The non-profit organization Moms Across America recently performed extensive testing on over 40 school lunches and 40 fast food meals. School lunch testing results revealed heavy metals at 6000 times higher than the EPA’s maximum levels allowed in drinking water, veterinary hormones, the weedkiller glyphosate, and other harmful pesticides. Fast food toxicity testing garnered similar deleterious results, including cadmium, lead, antibiotics not approved for human use, and an aviary contraceptive.
These shocking test results did not make headline news. They are inconvenient.
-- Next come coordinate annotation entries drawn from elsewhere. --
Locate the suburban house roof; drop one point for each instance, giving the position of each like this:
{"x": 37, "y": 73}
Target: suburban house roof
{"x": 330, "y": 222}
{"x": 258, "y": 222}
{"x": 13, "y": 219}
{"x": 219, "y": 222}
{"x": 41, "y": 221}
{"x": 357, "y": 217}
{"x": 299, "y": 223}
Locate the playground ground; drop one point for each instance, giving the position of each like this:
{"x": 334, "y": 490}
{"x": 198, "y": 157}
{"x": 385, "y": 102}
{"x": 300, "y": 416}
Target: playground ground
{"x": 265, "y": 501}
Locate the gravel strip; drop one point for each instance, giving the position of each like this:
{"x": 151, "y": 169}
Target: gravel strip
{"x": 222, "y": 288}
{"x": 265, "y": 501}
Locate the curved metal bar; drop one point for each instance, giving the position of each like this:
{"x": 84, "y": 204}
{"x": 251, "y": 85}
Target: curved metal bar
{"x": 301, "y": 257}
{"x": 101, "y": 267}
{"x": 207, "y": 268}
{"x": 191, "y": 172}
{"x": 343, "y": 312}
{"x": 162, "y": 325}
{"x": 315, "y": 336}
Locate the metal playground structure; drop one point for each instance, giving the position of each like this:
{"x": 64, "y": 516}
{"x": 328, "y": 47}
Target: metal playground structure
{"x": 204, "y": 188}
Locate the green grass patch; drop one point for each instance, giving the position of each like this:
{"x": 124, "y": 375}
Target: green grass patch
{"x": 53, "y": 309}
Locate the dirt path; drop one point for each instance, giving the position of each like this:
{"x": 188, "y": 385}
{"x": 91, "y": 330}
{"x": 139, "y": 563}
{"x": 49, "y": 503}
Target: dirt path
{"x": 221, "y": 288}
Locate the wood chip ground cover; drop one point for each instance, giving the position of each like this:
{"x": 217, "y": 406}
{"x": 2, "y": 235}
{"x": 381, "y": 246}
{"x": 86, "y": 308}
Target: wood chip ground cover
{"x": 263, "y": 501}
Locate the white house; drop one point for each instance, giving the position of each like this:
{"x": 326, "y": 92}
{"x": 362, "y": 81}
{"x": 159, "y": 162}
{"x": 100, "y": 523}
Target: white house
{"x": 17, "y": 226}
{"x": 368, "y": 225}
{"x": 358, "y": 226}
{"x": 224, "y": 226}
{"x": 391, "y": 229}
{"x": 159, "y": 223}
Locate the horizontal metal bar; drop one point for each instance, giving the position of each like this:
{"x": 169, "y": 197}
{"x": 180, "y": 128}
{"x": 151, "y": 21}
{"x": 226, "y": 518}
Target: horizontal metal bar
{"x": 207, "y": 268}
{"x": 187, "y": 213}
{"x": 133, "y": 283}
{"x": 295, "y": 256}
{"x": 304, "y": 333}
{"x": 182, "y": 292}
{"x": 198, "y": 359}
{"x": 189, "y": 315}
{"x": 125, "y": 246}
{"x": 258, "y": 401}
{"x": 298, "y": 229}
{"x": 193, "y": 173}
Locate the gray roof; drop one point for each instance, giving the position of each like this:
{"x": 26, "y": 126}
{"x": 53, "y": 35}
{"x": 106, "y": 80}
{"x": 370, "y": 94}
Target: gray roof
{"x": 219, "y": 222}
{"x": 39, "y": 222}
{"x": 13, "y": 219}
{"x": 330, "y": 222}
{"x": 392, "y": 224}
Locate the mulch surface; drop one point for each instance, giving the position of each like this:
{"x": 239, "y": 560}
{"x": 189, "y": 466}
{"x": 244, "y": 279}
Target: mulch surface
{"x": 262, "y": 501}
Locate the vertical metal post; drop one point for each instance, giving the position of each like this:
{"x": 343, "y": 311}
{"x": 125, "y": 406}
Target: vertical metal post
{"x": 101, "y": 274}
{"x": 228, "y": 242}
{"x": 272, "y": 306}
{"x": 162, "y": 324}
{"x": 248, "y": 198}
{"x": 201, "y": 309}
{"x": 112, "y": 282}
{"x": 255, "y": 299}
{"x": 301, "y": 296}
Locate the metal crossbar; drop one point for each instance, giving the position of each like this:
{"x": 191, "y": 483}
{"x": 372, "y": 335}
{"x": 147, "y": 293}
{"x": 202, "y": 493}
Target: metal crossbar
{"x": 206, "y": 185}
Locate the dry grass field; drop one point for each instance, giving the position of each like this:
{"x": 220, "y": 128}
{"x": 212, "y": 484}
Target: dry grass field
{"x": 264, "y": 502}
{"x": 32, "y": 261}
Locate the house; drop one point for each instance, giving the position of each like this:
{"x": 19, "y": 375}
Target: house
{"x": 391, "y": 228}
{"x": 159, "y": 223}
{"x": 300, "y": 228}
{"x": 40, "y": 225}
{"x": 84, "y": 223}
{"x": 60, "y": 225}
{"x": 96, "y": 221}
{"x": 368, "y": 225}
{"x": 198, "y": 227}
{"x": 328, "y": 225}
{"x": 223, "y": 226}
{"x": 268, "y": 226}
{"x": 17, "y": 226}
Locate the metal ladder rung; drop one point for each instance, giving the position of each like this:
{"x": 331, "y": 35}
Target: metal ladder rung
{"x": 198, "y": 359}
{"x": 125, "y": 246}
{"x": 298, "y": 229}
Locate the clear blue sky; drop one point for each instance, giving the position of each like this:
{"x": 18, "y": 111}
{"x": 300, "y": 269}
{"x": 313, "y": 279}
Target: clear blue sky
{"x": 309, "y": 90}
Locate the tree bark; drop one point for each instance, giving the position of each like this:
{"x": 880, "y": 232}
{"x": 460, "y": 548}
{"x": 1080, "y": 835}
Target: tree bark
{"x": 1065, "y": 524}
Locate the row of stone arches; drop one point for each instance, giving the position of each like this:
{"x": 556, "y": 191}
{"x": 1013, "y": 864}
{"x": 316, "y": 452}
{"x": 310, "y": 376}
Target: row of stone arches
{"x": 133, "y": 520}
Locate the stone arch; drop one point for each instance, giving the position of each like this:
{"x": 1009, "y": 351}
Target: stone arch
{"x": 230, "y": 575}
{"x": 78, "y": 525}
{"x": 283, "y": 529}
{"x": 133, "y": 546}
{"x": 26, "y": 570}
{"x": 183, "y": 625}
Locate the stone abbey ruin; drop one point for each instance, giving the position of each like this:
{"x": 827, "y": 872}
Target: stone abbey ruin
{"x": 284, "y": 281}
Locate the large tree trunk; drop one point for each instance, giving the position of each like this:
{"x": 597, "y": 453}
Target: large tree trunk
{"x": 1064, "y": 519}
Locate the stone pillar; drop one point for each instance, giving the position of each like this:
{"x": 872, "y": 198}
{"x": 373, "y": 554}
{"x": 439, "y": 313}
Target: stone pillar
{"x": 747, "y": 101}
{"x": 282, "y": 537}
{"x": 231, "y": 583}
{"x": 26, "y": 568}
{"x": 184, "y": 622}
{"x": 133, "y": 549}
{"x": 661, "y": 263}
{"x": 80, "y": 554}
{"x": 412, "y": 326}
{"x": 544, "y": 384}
The only way we are going to curb the chronic disease epidemic and restore health to our children is if we stop tip-toeing around the glaring issue that our farming practices must change. That shift off of chemical dependence must start immediately with the support of a Farm Bill redirecting farming subsidies away from the GMO monocrop culture and towards regenerative, organic practices that will heal both our depleted soil and sick bodies.
Are our leaders brave enough to take this step? USDA Secretary Tom Vilsack mentioned in a talk that his grandchild had developed food sensitivities. Perhaps not coincidentally, the last year has brought an enormous increase in the USDA grant dollars dedicated to organic farming. So that is a start. Hopefully, it won’t take much more illness to drive the nutritional change – our future as a country is dependent upon it.